A ‘living laboratory’ to track carbon flow

To examine how warming affects river processes, the NAU researchers built a controlled stream system at The Arboretum at Flagstaff, constructing 48 flow-through mini stream chambers inside a greenhouse. Using pond water, they manipulated the water temperature while maintaining natural light and water chemistry, simulating a range of stream conditions over two years.

“This system let us manipulate temperature while keeping everything else as close to a real stream as possible, which is critical for understanding how these processes actually play out in nature,” said Zampini.

Within this system, the team used tracers to follow carbon from leaf litter—the primary energy source in many forested rivers—into microbes and caddisflies. By labeling leaves with a rare form of carbon, they directly measured how much carbon was retained as biomass, how much of it was released into the water and air as CO₂ and how much was transferred to microbes and insects, allowing them to quantify how effectively organisms converted food into growth.

Faster processing, lower retention in warming streams

The researchers found that as temperatures increased, decomposition rates rose, but a larger share of carbon was lost as CO₂ rather than incorporated into biomass. Caddisflies showed a distinct thermal response, with low temperatures limiting their activity, intermediate temperatures maximizing their efficiency, and higher temperatures increasing their consumption without corresponding gains in biomass.

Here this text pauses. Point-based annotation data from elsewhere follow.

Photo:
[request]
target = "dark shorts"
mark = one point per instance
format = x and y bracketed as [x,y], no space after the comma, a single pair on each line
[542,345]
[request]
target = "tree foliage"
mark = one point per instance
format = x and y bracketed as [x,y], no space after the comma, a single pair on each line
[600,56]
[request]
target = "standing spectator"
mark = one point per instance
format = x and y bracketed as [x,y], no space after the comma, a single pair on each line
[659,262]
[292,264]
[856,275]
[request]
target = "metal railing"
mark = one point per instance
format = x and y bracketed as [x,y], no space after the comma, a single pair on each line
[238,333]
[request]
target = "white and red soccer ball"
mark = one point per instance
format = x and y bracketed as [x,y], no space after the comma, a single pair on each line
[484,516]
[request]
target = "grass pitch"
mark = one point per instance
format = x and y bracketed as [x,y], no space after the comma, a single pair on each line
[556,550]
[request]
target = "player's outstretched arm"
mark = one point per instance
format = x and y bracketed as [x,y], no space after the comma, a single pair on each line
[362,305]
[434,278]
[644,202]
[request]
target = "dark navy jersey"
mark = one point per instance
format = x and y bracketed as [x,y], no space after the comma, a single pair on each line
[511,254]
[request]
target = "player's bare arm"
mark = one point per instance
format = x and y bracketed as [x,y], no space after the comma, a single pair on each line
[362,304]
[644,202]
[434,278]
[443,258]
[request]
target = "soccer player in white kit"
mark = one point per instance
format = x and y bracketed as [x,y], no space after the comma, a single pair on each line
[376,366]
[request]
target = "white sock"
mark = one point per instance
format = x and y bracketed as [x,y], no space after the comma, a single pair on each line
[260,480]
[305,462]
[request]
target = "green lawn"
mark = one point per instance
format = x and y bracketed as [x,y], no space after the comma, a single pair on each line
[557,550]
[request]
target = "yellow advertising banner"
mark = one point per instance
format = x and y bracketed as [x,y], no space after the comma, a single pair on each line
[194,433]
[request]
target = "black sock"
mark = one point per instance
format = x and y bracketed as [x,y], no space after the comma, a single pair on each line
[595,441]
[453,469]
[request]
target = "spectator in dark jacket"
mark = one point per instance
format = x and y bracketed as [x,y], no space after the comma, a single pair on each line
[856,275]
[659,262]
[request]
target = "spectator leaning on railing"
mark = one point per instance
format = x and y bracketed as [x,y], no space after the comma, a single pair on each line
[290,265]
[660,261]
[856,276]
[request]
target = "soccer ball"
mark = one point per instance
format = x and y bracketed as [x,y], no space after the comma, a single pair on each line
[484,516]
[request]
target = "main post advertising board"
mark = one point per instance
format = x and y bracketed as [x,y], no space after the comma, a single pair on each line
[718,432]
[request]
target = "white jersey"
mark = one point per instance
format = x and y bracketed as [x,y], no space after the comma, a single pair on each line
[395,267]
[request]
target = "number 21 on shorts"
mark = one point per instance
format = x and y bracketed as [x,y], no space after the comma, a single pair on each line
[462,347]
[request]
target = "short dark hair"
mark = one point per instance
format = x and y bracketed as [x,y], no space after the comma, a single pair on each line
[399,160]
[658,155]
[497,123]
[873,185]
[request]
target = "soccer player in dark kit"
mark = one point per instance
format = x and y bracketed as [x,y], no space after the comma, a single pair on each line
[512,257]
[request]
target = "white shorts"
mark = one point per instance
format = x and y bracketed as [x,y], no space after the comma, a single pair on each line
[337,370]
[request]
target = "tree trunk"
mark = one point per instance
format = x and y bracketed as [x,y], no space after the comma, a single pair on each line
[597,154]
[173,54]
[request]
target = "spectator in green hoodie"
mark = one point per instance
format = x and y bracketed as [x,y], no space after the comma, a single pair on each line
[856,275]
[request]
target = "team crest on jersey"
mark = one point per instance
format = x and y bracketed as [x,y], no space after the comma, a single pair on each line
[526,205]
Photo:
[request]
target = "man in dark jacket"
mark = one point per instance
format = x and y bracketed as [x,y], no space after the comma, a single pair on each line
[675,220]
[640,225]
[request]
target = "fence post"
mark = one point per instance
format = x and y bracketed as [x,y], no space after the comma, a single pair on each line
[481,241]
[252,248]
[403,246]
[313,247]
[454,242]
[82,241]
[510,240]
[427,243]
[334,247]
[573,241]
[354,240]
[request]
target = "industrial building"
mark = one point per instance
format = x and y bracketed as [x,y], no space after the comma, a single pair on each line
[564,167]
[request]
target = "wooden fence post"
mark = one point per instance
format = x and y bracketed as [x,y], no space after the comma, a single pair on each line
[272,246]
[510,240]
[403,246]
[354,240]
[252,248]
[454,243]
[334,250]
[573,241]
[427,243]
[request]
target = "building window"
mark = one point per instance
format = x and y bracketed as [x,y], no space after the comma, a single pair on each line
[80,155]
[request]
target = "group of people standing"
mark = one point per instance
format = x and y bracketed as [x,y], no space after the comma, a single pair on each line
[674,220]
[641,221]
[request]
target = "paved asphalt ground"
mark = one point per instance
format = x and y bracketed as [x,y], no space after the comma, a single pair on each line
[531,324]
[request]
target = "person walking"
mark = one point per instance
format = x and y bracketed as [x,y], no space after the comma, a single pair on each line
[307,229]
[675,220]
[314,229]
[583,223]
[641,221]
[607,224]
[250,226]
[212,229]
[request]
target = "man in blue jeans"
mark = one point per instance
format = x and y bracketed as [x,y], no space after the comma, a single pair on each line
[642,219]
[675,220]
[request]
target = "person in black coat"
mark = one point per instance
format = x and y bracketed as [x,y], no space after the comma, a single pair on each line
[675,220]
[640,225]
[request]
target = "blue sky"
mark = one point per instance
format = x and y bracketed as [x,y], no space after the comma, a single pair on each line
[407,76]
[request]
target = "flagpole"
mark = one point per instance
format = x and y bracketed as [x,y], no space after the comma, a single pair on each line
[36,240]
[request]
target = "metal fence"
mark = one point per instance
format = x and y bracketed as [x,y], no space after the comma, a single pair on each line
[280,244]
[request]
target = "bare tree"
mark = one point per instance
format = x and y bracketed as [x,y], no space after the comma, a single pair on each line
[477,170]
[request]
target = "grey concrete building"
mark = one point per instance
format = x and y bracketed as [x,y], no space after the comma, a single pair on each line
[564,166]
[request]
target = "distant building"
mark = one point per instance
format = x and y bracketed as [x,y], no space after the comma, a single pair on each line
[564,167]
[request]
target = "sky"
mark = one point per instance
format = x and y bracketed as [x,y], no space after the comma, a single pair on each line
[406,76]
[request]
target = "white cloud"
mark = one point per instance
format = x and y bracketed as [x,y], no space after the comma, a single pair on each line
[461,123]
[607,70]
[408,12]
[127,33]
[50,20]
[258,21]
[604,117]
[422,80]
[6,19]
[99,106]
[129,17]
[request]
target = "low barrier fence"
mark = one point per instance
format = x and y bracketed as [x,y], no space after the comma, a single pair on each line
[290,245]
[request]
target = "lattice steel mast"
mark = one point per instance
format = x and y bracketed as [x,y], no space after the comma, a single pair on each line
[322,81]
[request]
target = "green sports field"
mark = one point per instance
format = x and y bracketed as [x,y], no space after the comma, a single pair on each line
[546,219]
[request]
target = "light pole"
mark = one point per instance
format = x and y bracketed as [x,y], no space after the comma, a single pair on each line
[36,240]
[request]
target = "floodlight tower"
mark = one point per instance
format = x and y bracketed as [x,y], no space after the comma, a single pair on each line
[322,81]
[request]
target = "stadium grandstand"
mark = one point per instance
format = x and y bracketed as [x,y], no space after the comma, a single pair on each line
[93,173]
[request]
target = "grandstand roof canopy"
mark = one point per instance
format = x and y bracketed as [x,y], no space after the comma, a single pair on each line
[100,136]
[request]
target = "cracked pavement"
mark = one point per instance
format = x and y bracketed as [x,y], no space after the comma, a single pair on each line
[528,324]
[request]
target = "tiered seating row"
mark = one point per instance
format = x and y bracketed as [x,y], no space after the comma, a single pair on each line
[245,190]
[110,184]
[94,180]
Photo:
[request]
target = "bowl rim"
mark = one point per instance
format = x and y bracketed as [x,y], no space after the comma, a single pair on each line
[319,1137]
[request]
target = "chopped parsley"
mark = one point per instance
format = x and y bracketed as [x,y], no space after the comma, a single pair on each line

Together, these patterns indicate that warming releases more carbon into the atmosphere and converts less carbon into biomass.

“Even when consumption increases, the system becomes less efficient—more carbon goes to respiration and less to building the food web,” said Jane Marks, professor in the Department of Biological Sciences and the Center for Ecosystem Science and Society (Ecoss) at NAU.

In rivers across the Southwest, where aquatic insects link leaf litter to animals higher on the food chain such as fish, this shift has broader implications. Declines in carbon use efficiency for microbes and aquatic insects mean a greater proportion of carbon entering rivers may be lost to the atmosphere, reducing energy available to support aquatic food webs.

“When less carbon is retained in biomass, there is less energy available to support aquatic life, which can ripple through the food web and ultimately affect fisheries, water quality and ecosystem stability that people depend on,” Marks said.

Other researchers involved in the study included University of Alabama professor Steven Thomas and Northern Arizona University researchers George Koch, Benjamin Koch, Paul Dijkstra and Victor Leshyk at Ecoss. The research was funded by the National Science Foundation (DEB-1120343).

The “living laboratory” constructed by researchers at Northern Arizona University. This controlled stream system at the Flagstaff Arboretum allowed scientists to manipulate water temperatures and directly observe how aquatic organisms responded.